1. Glaubt Europa nicht mehr ans Sparen?

Um die Malaise der hochverschuldeten Staaten im Süden Europas in den Griff zu bekommen, galt Sparen in den letzten zwei, drei Jahren als alternativlos: Weniger Staatsausgaben, höhere Steuern – am besten beides. Zusätzlich sollten verkrustete Strukturen aufgebrochen werden. Griechenland, Portugal, Spanien und Italien haben sich einige Zeit zu sparen bemüht. Doch spätestens seit Mitte 2012 stecken sie in einer nervenzehrenden Rezession. Die Folge: Ein Rückgang der Wirtschaftsleistung um 1,8 Prozent in Spanien und 4,7 Prozent in Griechenland.

Nicht jedes Land hatte im letzten Jahr beim Sparen gleich viel Erfolg. Während Irland Mitte 2012 das Schlimmste wohl hinter sich hat, sieht es für Griechenland, Portugal, Italien und Spanien umso düsterer aus. Im Juli erhielt Spanien für seine maroden Banken 100 Milliarden Euro aus dem Rettungstopf und Griechenland droht das Licht auszugehen. Die Regierungen der anderen Euro-Länder können ihren Steuerzahlern weitere Milliardenhilfen für Athen kaum noch rechtfertigen. Die Kreditgeber der europäischen Staaten blicken daher gebannter auf das Wachstum der einzelnen Staaten als auf das Defizit.

Quelle: EU-Kommission; Bloomberg

Immer mehr Ökonomen fordern daher, die Ausgaben in diesen Ländern zu erhöhen, denn „Sparen wird für Südeuropa zur selbstzerstörerischen Strategie“, so etwa Nobelpreisträger Paul Krugman, „weil mit einem Rückgang der öffentlichen Aufträge die Wirtschaftsleistung schrumpft. Damit sinken die Steuereinnahmen – und anschließend muss noch mehr gespart werden.“ Zum Thema Sparen gibt es historische Beispiele für Länder, in denen man versucht hat, trotz der Krise Staatsausgaben zu kürzen und den Haushalt zu sanieren. Das ist manchmal gutgegangen – etwa in Dänemark 1982 oder in Irland 1987 bis 1989. Bisweilen aber auch nicht, zum Beispiel in Irland 1982. Damals blieb in dem Land die wirtschaftliche Lage trotz Sparkurs mau, die Inflation war hoch, und Arbeitslosigkeit drückte das Land.

Konjunkturprogramme müssen nicht altruistisch sein und sind auch kein rausgeschmissenes Geld, sagen andere Ökonomen.

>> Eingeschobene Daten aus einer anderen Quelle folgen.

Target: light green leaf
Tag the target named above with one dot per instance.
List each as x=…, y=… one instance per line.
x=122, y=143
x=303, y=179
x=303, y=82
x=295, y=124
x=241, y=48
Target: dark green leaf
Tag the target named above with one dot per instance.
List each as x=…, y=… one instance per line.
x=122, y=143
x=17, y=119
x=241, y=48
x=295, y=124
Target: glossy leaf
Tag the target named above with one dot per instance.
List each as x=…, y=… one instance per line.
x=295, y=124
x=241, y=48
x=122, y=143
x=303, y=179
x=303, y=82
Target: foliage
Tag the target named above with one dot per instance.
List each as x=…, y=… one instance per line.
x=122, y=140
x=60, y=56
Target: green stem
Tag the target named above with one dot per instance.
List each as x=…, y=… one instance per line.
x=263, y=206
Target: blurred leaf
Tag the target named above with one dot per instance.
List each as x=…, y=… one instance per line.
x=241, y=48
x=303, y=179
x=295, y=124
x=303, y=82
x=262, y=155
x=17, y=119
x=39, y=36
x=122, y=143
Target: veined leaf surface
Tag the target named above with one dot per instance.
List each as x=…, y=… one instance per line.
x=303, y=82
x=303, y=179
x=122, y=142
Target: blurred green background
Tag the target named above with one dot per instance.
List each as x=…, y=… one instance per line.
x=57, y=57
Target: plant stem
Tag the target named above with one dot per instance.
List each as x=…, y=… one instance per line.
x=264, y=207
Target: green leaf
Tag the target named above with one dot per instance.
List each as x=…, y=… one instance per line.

Sie nützen auch den Helfern. Denn Ende April meldete der deutsche Maschinenbau beispielsweise einen kräftigen Einbruch der Auftragseingänge aus Südeuropa. Ebenso ergeht es der französischen Autoindustrie, die traditionell viele Autos nach Spanien und Italien verkauft. Allerdings waren die Erfahrungen mit Konjunkturprogrammen in der ersten Phase der Finanzkrise eher ernüchternd. Von der Abwrackprämie in Deutschland profitierten damals eher Produktionsländer mit niedrigen Löhnen wie etwa Polen, Tschechien und Rumänien.

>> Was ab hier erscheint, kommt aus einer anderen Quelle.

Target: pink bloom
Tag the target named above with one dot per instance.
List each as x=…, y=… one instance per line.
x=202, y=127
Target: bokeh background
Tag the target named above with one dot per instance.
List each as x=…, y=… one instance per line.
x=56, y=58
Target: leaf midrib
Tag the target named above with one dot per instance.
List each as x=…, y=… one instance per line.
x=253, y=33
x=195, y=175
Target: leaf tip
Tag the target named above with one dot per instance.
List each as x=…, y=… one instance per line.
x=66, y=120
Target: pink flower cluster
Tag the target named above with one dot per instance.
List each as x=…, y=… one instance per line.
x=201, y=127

Fragt man nach den Chancen von Konjunkturprogrammen in Südeuropa, muss man sich vor allem mit den Ursachen der Krise befassen. Dabei handelt es sich nicht um eine kurzfristige Delle, die es zu überbrücken gilt, sondern um eine tiefgreifende Strukturkrise. Der Euro hat dazu geführt, dass Produkte und Dienstleistungen in Südeuropa zu teuer geworden sind, ohne dass die Länder ihre Währung abwerten könnten.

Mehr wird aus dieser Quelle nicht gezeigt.